I keep booking long trips with the idea that time will not be an issue. It is hard to believe that today is the halfway point in my Costa Rican adventure. The evaporation of time is a constant reminder that all things are temporary.
My first pal in town was a guy named Kent. He lives in Maryland but seems to be the mayor of Montezuma. He has a great talent to make new friends and always includes everyone in fun events. His tribe is large and we rolled through many good times including a boat tour of Tortuga Island, a trip to Santa Teresa for a sandcastle competition, and a private party where we devoured fresh red snapper at a hilltop mansion.
After Kent, my go to gal became Kathryn. She is a lovely young lady from London with a serious passion to travel the world. Her current trip involves eighty days and includes several countries in South America. We met in surfing class, practiced yoga together, and shared many meals. She departed for Nicaragua a few days ago but was kind to leave Denise in Montezuma.
Denise recently turned 40 and gave herself the gift of a Montezuma surf/yoga vacation. She left her husband and kids in Nelson, British Columbia. This is her first solo trip and she quickly picked up on the good vibes in this lovely city. She left on Sunday.

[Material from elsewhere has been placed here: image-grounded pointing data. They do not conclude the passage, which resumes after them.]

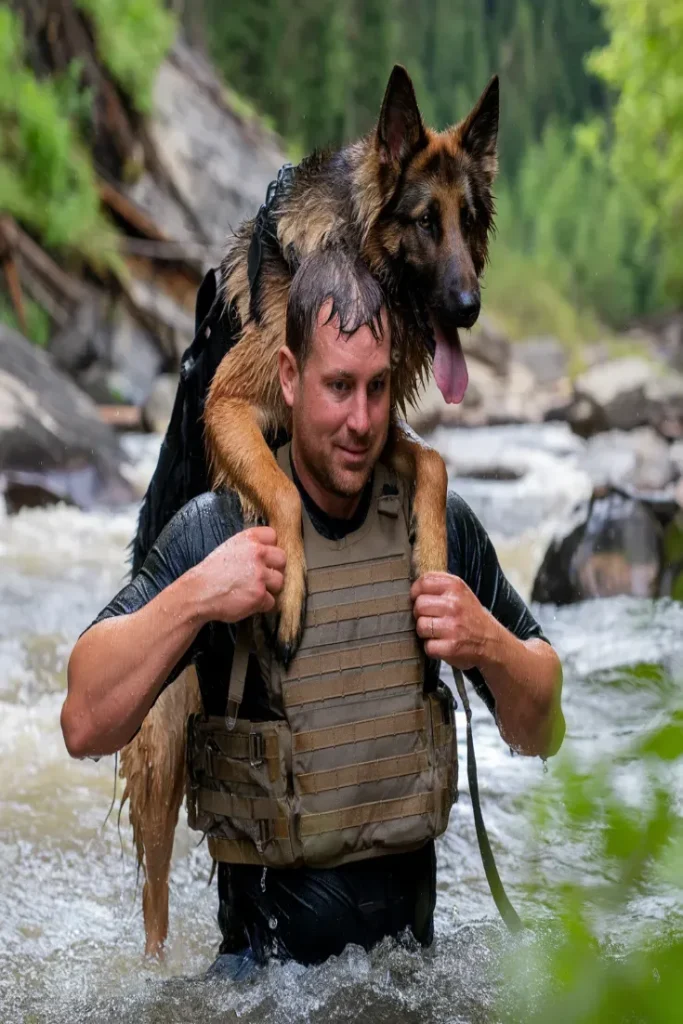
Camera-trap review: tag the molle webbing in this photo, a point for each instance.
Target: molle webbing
(358, 761)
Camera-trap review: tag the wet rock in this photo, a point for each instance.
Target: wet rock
(638, 459)
(627, 393)
(50, 434)
(158, 408)
(545, 356)
(491, 399)
(615, 548)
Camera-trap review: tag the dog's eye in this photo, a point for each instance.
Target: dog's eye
(466, 218)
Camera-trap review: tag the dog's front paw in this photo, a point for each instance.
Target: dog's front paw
(292, 609)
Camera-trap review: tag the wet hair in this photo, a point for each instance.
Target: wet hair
(335, 274)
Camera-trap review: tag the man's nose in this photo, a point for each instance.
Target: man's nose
(358, 420)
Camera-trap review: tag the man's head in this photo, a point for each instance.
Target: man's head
(335, 375)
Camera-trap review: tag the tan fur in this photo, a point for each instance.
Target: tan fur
(154, 766)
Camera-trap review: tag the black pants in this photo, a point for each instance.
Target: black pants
(308, 914)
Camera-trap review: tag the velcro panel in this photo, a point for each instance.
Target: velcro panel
(357, 657)
(358, 574)
(369, 771)
(352, 683)
(364, 814)
(357, 732)
(358, 609)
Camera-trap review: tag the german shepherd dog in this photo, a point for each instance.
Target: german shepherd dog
(417, 205)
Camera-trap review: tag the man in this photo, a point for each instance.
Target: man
(206, 572)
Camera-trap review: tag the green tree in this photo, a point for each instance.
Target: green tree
(643, 64)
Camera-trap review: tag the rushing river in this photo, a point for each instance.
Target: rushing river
(71, 927)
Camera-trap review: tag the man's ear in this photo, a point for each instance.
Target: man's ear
(478, 132)
(399, 129)
(289, 375)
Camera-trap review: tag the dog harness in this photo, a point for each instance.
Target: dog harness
(360, 760)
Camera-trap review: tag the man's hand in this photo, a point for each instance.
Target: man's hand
(241, 578)
(451, 620)
(523, 676)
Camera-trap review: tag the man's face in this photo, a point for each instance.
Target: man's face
(340, 404)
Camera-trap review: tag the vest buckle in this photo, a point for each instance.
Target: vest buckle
(256, 749)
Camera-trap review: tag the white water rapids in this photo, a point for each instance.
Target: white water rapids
(71, 927)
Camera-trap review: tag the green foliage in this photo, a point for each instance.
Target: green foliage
(38, 322)
(133, 37)
(570, 973)
(319, 67)
(46, 177)
(643, 64)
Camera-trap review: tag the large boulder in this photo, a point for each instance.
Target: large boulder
(52, 442)
(638, 459)
(626, 393)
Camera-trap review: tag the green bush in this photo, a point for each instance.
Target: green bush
(594, 964)
(132, 37)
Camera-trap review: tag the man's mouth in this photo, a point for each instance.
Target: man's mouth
(450, 367)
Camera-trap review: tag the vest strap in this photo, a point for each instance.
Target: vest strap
(358, 732)
(388, 678)
(247, 808)
(236, 687)
(368, 771)
(365, 814)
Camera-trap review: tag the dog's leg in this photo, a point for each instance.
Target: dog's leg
(414, 460)
(154, 766)
(248, 465)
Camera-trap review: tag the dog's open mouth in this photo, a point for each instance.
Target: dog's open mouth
(450, 367)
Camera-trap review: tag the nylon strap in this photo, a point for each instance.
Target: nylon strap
(358, 609)
(365, 814)
(358, 732)
(368, 771)
(505, 907)
(235, 851)
(403, 674)
(341, 577)
(357, 657)
(224, 769)
(247, 745)
(247, 808)
(236, 687)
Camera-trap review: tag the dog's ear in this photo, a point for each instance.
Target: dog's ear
(478, 132)
(399, 130)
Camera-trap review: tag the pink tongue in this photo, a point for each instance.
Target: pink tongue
(450, 368)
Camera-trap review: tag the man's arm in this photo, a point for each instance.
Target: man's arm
(523, 676)
(119, 666)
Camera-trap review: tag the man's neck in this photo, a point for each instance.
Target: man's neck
(337, 506)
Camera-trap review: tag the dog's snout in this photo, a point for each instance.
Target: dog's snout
(468, 304)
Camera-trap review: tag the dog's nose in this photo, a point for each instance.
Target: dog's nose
(469, 304)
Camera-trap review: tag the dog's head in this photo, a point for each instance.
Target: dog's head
(435, 214)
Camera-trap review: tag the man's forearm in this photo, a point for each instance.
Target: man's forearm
(119, 666)
(525, 679)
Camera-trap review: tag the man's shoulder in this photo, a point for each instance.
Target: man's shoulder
(204, 522)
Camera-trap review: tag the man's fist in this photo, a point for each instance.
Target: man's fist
(451, 620)
(242, 577)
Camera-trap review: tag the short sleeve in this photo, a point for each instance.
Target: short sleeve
(473, 558)
(199, 527)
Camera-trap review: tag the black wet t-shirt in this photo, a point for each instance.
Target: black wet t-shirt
(311, 913)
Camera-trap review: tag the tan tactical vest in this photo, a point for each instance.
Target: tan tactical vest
(360, 762)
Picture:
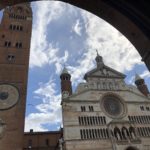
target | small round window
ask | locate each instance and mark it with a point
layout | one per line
(113, 106)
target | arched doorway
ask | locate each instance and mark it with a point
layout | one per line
(130, 18)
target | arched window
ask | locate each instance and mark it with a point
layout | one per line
(107, 134)
(81, 134)
(125, 133)
(96, 134)
(87, 133)
(117, 133)
(79, 118)
(110, 86)
(99, 133)
(132, 132)
(84, 134)
(90, 134)
(104, 133)
(93, 133)
(131, 148)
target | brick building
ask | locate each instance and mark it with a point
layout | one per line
(42, 140)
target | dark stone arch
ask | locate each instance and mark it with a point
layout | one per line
(117, 133)
(131, 148)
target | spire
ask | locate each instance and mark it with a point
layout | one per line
(99, 61)
(140, 83)
(65, 71)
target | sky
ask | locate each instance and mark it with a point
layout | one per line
(66, 35)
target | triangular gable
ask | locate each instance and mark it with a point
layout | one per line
(105, 72)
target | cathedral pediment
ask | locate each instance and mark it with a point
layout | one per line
(104, 72)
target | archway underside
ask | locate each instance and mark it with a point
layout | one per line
(131, 18)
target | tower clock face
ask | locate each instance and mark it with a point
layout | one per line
(9, 96)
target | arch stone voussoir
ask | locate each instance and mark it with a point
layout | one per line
(129, 17)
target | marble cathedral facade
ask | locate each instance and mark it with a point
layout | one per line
(105, 113)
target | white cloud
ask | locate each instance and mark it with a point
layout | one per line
(45, 13)
(145, 74)
(117, 51)
(49, 111)
(77, 27)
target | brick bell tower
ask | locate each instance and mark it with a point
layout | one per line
(142, 87)
(66, 87)
(15, 36)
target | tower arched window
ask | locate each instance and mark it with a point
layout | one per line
(132, 132)
(117, 133)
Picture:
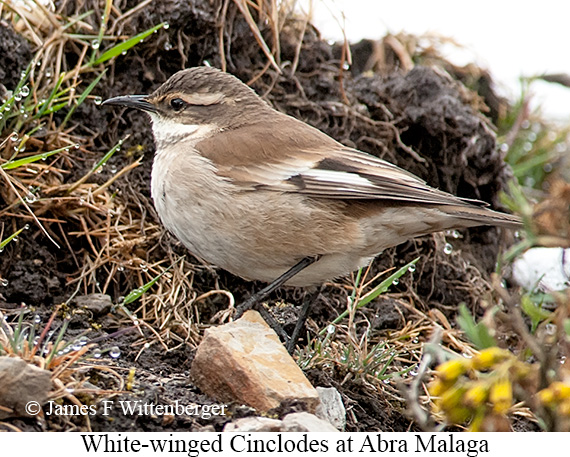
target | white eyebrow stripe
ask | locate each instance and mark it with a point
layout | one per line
(340, 177)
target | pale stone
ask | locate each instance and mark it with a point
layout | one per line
(254, 424)
(305, 422)
(331, 407)
(245, 362)
(22, 384)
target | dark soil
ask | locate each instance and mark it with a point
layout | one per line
(426, 110)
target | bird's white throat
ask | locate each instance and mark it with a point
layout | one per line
(168, 131)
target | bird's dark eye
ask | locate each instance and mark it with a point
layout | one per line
(177, 104)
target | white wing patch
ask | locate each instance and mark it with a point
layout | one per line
(339, 177)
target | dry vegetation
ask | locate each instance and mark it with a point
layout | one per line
(75, 194)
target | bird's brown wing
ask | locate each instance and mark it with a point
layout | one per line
(293, 157)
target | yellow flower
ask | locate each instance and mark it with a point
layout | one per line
(501, 395)
(560, 390)
(546, 396)
(476, 394)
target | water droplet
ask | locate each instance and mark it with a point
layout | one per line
(30, 198)
(531, 137)
(550, 329)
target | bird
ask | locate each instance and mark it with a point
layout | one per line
(263, 195)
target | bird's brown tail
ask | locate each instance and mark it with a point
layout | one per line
(473, 215)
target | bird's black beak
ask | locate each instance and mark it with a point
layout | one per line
(132, 101)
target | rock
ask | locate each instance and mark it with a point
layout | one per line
(305, 422)
(98, 304)
(22, 384)
(245, 362)
(331, 407)
(254, 424)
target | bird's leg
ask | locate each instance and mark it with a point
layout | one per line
(264, 293)
(303, 315)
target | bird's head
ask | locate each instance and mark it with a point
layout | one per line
(194, 98)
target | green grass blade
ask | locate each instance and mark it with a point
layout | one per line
(126, 45)
(5, 242)
(51, 96)
(379, 289)
(384, 285)
(137, 293)
(82, 98)
(477, 332)
(31, 159)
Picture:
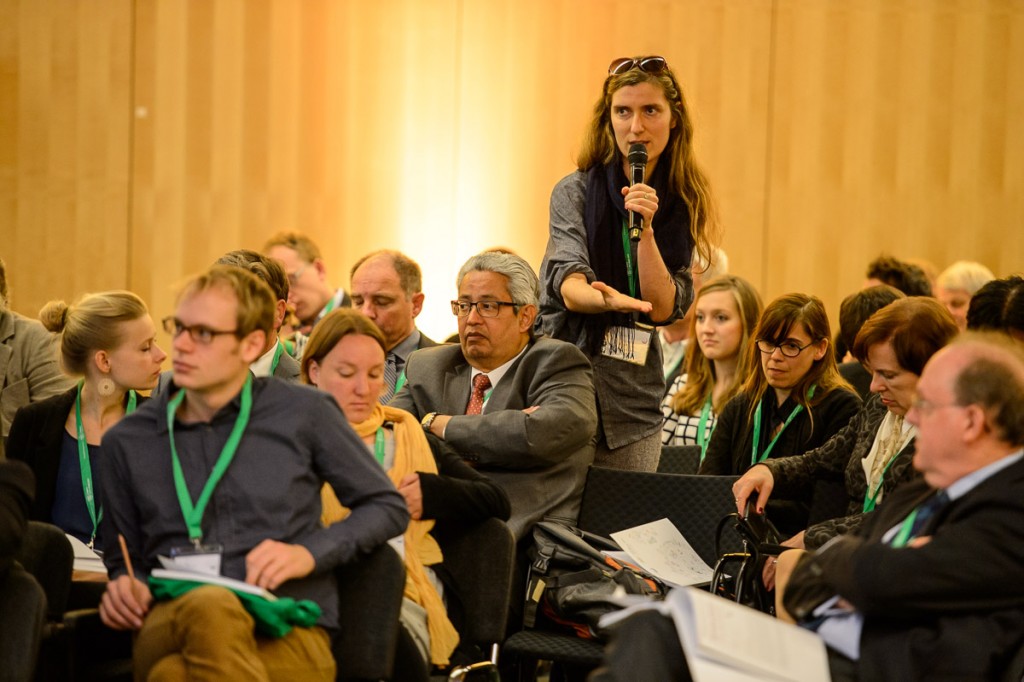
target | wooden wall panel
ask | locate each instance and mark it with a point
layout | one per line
(891, 132)
(65, 136)
(140, 138)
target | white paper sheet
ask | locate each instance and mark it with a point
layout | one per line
(659, 549)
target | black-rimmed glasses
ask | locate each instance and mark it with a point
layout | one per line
(483, 308)
(201, 334)
(788, 348)
(648, 65)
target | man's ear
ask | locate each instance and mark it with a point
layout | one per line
(252, 345)
(527, 314)
(417, 303)
(280, 310)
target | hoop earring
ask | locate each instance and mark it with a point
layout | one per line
(105, 386)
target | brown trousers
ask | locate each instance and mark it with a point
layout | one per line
(206, 634)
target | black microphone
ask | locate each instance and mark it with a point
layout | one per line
(638, 165)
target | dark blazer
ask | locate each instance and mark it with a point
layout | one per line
(845, 452)
(15, 494)
(36, 437)
(951, 609)
(540, 459)
(729, 450)
(289, 369)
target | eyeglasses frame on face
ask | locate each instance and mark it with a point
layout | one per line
(293, 279)
(615, 68)
(457, 307)
(778, 346)
(206, 336)
(927, 407)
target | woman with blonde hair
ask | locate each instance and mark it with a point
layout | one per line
(957, 284)
(606, 282)
(725, 313)
(345, 356)
(109, 341)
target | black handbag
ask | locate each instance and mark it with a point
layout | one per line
(571, 583)
(737, 574)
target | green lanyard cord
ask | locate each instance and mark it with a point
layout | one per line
(631, 274)
(379, 445)
(276, 357)
(194, 513)
(704, 433)
(871, 497)
(85, 465)
(757, 430)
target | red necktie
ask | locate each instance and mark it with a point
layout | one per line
(480, 385)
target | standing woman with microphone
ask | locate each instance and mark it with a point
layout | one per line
(606, 286)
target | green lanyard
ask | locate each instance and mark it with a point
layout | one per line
(86, 466)
(627, 248)
(379, 445)
(871, 497)
(194, 514)
(903, 537)
(276, 357)
(757, 430)
(704, 433)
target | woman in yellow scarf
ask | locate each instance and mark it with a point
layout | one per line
(345, 356)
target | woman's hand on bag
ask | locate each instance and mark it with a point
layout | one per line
(643, 200)
(757, 479)
(619, 302)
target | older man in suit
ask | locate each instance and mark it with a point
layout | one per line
(930, 587)
(274, 360)
(387, 287)
(519, 409)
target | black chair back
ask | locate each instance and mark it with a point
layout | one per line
(370, 592)
(22, 619)
(614, 500)
(479, 558)
(679, 459)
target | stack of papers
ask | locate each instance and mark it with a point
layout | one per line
(85, 559)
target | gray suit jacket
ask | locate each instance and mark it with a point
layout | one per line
(29, 369)
(540, 459)
(288, 370)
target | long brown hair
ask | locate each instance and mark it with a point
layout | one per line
(684, 174)
(700, 375)
(776, 322)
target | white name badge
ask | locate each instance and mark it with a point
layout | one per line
(629, 344)
(203, 559)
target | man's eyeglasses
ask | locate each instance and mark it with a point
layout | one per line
(650, 65)
(483, 308)
(294, 276)
(201, 334)
(788, 348)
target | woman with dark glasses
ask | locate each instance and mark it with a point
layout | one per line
(602, 288)
(795, 401)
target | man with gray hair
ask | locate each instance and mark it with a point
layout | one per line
(520, 409)
(29, 368)
(387, 287)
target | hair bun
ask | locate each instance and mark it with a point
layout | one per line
(54, 315)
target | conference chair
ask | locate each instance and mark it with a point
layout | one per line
(679, 459)
(614, 500)
(370, 591)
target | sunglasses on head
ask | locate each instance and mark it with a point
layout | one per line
(651, 65)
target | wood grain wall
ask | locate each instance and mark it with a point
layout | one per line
(140, 139)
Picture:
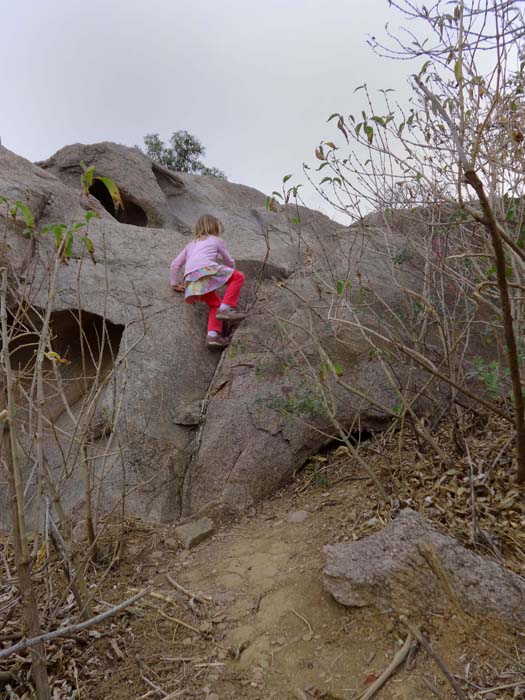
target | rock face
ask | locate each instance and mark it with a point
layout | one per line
(180, 429)
(393, 569)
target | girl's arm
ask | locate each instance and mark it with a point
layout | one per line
(176, 265)
(225, 255)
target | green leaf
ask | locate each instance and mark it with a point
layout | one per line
(26, 214)
(338, 369)
(87, 176)
(88, 243)
(58, 234)
(113, 191)
(68, 248)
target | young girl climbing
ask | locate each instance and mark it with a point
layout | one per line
(203, 275)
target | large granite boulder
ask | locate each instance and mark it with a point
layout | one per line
(412, 569)
(187, 429)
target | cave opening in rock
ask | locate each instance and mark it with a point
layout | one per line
(86, 347)
(130, 213)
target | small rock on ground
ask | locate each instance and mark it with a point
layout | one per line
(297, 516)
(194, 532)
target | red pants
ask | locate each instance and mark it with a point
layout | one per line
(231, 297)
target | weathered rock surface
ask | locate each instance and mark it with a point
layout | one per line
(391, 569)
(185, 430)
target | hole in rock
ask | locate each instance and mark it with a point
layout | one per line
(86, 344)
(356, 437)
(131, 213)
(170, 184)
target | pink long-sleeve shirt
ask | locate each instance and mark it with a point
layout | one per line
(197, 254)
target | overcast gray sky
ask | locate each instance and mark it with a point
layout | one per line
(254, 81)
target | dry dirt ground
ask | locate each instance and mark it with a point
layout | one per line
(270, 630)
(256, 623)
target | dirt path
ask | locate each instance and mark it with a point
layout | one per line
(270, 630)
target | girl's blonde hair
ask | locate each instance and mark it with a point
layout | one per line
(207, 225)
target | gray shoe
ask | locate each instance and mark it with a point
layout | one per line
(216, 342)
(231, 315)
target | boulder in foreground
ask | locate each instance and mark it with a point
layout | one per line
(413, 569)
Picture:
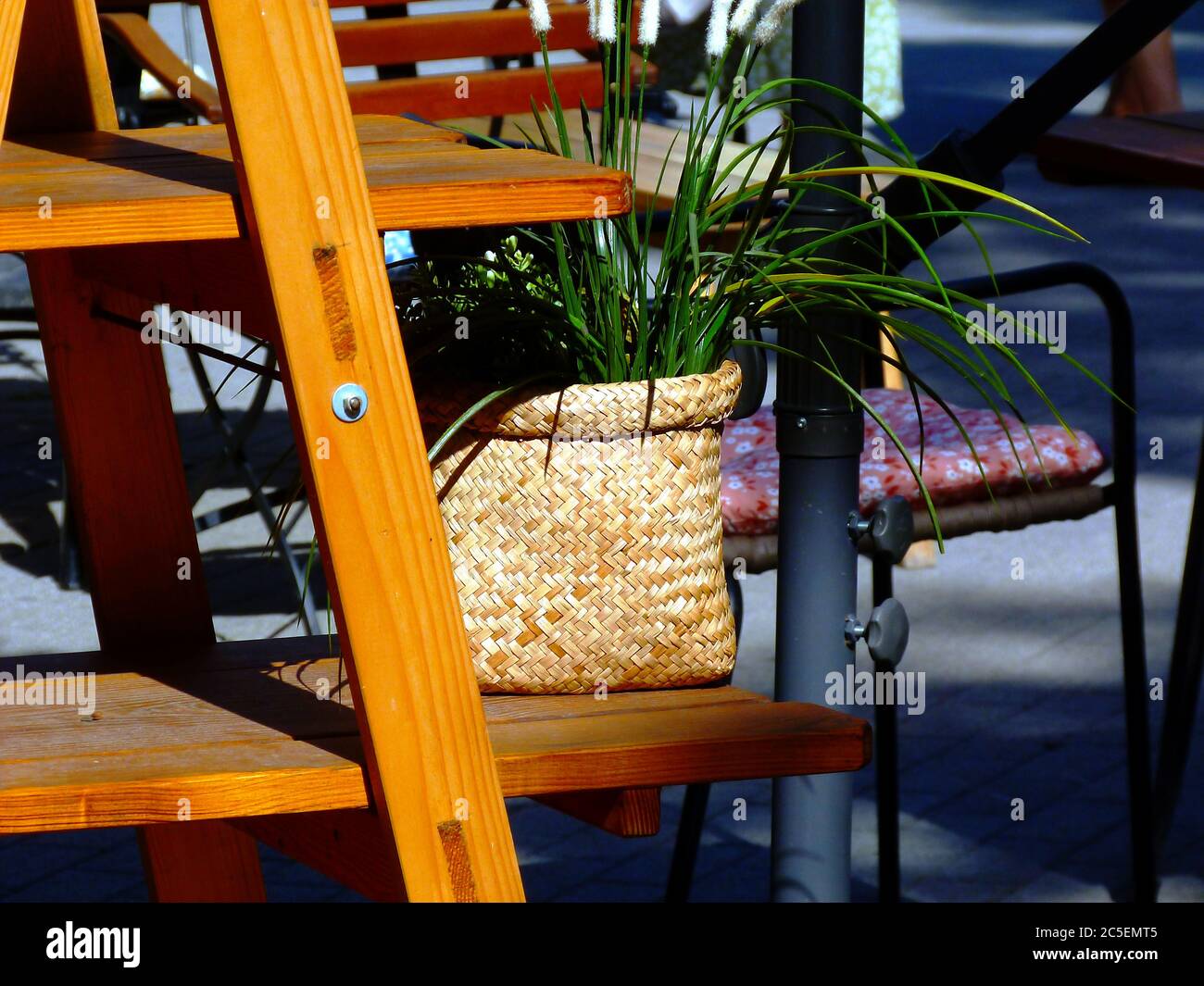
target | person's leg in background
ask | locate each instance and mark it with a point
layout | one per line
(1148, 83)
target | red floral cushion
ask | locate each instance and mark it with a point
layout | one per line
(749, 459)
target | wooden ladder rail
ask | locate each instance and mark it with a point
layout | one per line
(433, 776)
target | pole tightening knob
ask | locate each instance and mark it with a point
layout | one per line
(885, 634)
(890, 529)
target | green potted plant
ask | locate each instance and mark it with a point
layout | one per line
(577, 378)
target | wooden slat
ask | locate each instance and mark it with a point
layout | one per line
(157, 194)
(244, 730)
(348, 846)
(465, 34)
(492, 93)
(306, 200)
(661, 147)
(144, 44)
(61, 80)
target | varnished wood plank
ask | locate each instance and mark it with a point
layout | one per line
(11, 13)
(259, 728)
(626, 812)
(182, 196)
(119, 433)
(433, 773)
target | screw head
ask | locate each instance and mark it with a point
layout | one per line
(349, 402)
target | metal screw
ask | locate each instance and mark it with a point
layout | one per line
(350, 402)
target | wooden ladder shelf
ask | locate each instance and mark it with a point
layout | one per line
(381, 766)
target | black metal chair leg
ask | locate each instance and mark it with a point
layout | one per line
(1136, 702)
(694, 808)
(1186, 669)
(886, 769)
(685, 849)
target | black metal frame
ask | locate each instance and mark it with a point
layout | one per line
(1121, 340)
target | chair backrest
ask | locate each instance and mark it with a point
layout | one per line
(485, 60)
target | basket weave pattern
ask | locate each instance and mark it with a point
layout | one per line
(585, 532)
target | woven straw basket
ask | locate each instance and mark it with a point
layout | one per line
(586, 537)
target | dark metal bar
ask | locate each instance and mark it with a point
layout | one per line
(1123, 381)
(820, 438)
(1186, 666)
(886, 761)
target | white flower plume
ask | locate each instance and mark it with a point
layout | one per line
(541, 17)
(649, 22)
(742, 19)
(607, 29)
(717, 31)
(771, 23)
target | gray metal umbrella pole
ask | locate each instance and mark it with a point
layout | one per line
(820, 442)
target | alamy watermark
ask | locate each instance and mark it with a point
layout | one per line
(877, 688)
(52, 688)
(1015, 328)
(219, 330)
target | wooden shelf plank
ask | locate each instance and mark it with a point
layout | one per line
(244, 730)
(175, 184)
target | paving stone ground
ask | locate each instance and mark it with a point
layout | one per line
(1022, 677)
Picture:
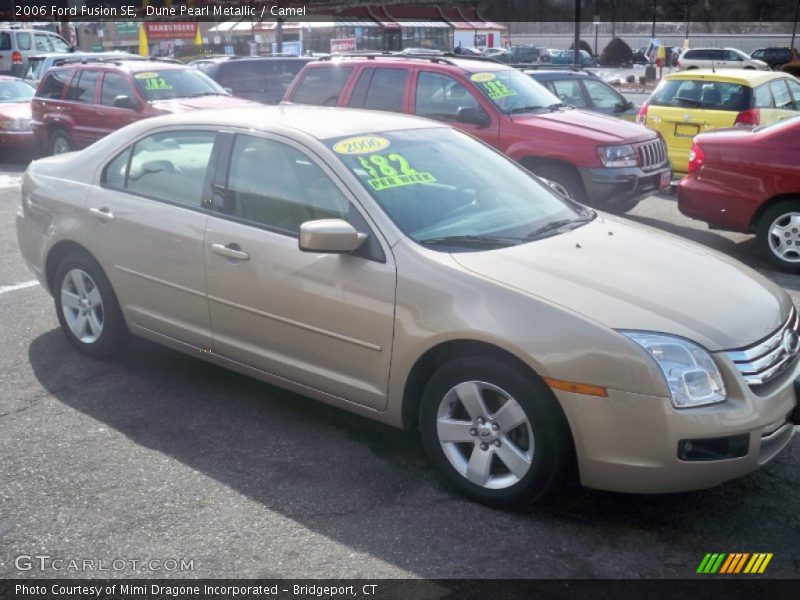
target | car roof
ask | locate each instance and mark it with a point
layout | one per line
(319, 122)
(741, 76)
(471, 64)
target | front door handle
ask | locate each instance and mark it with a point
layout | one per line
(102, 214)
(230, 251)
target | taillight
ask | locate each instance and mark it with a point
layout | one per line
(748, 117)
(641, 116)
(696, 158)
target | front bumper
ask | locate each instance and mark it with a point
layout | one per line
(631, 443)
(622, 188)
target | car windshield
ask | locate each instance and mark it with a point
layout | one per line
(15, 91)
(513, 92)
(176, 83)
(688, 93)
(447, 191)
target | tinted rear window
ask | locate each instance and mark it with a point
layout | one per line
(53, 85)
(322, 86)
(716, 95)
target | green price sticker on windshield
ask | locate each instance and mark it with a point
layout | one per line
(497, 89)
(156, 83)
(392, 171)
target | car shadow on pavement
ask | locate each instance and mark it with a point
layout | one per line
(371, 487)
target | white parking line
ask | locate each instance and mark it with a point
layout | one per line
(17, 286)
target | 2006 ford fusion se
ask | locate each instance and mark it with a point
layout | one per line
(400, 269)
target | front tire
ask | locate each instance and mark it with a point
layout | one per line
(495, 434)
(87, 308)
(778, 235)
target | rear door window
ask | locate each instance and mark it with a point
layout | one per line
(322, 86)
(570, 93)
(385, 90)
(83, 87)
(781, 94)
(115, 84)
(53, 85)
(24, 40)
(43, 43)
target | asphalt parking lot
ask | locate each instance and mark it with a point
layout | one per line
(159, 456)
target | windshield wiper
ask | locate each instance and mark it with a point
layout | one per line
(553, 226)
(473, 240)
(521, 109)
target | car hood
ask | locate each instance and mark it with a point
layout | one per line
(634, 277)
(178, 105)
(602, 128)
(15, 110)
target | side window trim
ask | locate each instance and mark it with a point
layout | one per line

Travel has taught me a very important life lesson about letting go. As a solo wanderer, I am blessed with an ability to quickly make new friends. It is always comforting to have a sidekick in unfamiliar territory. At the same time, we all realize that this is just an intersection. A place to cross paths. We are all going to unique destinations at different paces.
Saying goodbye used to be very difficult for me. I remember tremendous sorrow with saying adios to my first friend on the Camino in 2012. After lightening my load a few times, it became clear that I could not walk to Santiago with 200 people in my backpack. Letting people go creates space for new people and allows that person to share their unique gift with another soul. Instead of whining or feeling sad about the inevitable endings, I spend my energy on the beautiful times we had together.
Clinging to people, time, money, households, hobbies, or lifestyles is never the best idea. We cling because we want things to be comfortable and without change. The nature of nature is chronic change, so the tendency to overhold typically comes with a crummy ending. Life is much more fulfilling to be lived in the moment and accepting the next moment for all the beauty it beholds. There is no need for a chain to bind yesterday to today.
Try to identify something that you hold too tightly. If it is money, try parting with some by giving freely to a local charity. Dump 100% of one junk drawer in the trash to see if you can let go of things you never use. Evict a person that completely screwed you and has been living rent free in your mind. Make a conscious effort to practice letting go and soon it will be a habit.
Eagles never fly while clinging to a branch.